Le 27/06/2014 19:38, Michael Richardson a écrit :
Terry Moore <tmm%mcci.com@localhost> wrote: >> Thank you for your continued explanation and patience. > Thank you in turn for getting me to clarify my thoughts. (It's an > interesting question -- how best to discourage these kinds of attacks.) I'm a little surprised at the techniques. I'd think that the right answer is, whenever it fails for any reason at all, that it should perform sleep(base+rand()) before answering. One could even time all of the various failures and adjust base to be the average time it has failed, if one had a stable place outside of a single process to store the running average. It seems that the mechanisms used simply penalize legitimate users with code that isn't optimized well.
That depends on the way you implement failure/success checks.On one hand when you are doing hash-style checks (like HMACs), validity is essentially a check on the resulting value: legitimate users are _always_ penalized because a naive strcmp() will always run to completion before returning 0 (full string check), whereas an invalid hash will return != 0 result before reaching the end of the byte string where they differ.
In that scenario illegitimate users have a lower computation time than legitimate ones because their computation will end earlier. Constant time checks is good because it penalizes illegitimate accesses without adding too much computation time for legitimate ones (it forces the full string check even when the first byte is invalid).
On the other hand there are other systems (challenge based ones) where legitimate/illegitimate accesses can be designed so that illegitimate accesses get increasing penalty (zero knowledge proofs can have increasing round checks which require computation on the side of the prover). Out of scope there.

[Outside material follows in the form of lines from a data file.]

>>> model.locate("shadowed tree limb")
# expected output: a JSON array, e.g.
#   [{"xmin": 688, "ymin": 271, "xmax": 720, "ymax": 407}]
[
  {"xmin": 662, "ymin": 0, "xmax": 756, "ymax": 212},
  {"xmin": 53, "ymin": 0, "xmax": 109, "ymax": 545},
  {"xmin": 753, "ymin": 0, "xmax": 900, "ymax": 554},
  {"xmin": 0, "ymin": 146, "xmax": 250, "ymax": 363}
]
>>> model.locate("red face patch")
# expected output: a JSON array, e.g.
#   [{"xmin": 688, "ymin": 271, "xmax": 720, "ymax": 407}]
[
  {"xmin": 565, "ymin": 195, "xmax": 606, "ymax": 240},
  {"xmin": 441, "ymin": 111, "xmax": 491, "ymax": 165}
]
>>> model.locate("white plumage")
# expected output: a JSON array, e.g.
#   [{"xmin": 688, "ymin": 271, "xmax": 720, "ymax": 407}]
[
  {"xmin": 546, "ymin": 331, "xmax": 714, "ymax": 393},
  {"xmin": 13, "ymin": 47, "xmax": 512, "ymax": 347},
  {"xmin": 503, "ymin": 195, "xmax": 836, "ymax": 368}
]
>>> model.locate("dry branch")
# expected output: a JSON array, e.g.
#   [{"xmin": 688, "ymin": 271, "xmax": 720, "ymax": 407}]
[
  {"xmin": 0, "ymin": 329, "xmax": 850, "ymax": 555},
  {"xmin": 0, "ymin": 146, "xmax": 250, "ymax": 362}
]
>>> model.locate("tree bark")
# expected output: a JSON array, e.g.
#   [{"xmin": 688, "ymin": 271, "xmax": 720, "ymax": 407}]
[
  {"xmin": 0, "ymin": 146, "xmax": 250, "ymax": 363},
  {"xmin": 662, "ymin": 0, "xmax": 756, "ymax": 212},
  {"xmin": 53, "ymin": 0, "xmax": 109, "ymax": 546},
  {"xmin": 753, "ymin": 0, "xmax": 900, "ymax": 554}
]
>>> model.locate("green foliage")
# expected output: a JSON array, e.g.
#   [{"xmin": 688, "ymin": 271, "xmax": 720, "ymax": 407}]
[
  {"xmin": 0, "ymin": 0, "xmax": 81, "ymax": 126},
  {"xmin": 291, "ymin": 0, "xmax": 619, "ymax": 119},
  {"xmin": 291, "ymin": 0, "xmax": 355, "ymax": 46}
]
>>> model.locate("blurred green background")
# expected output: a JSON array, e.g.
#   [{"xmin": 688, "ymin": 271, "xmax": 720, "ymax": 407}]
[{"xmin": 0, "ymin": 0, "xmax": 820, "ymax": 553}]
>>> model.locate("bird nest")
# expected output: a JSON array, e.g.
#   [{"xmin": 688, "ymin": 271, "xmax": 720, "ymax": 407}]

IMHO adding sleep(base + rand()) here is not productive. After all bozo is in the situation of comparing two byte strings (~= hash check), so the legimitate user is already penalized by bozo when it has to validate the entire string. Randomizing the sleep just increases the signal/noise ratio. IMHO constant time checks is better.
You are right on the indistinguishability of the error (good example is CVE-2008-5161).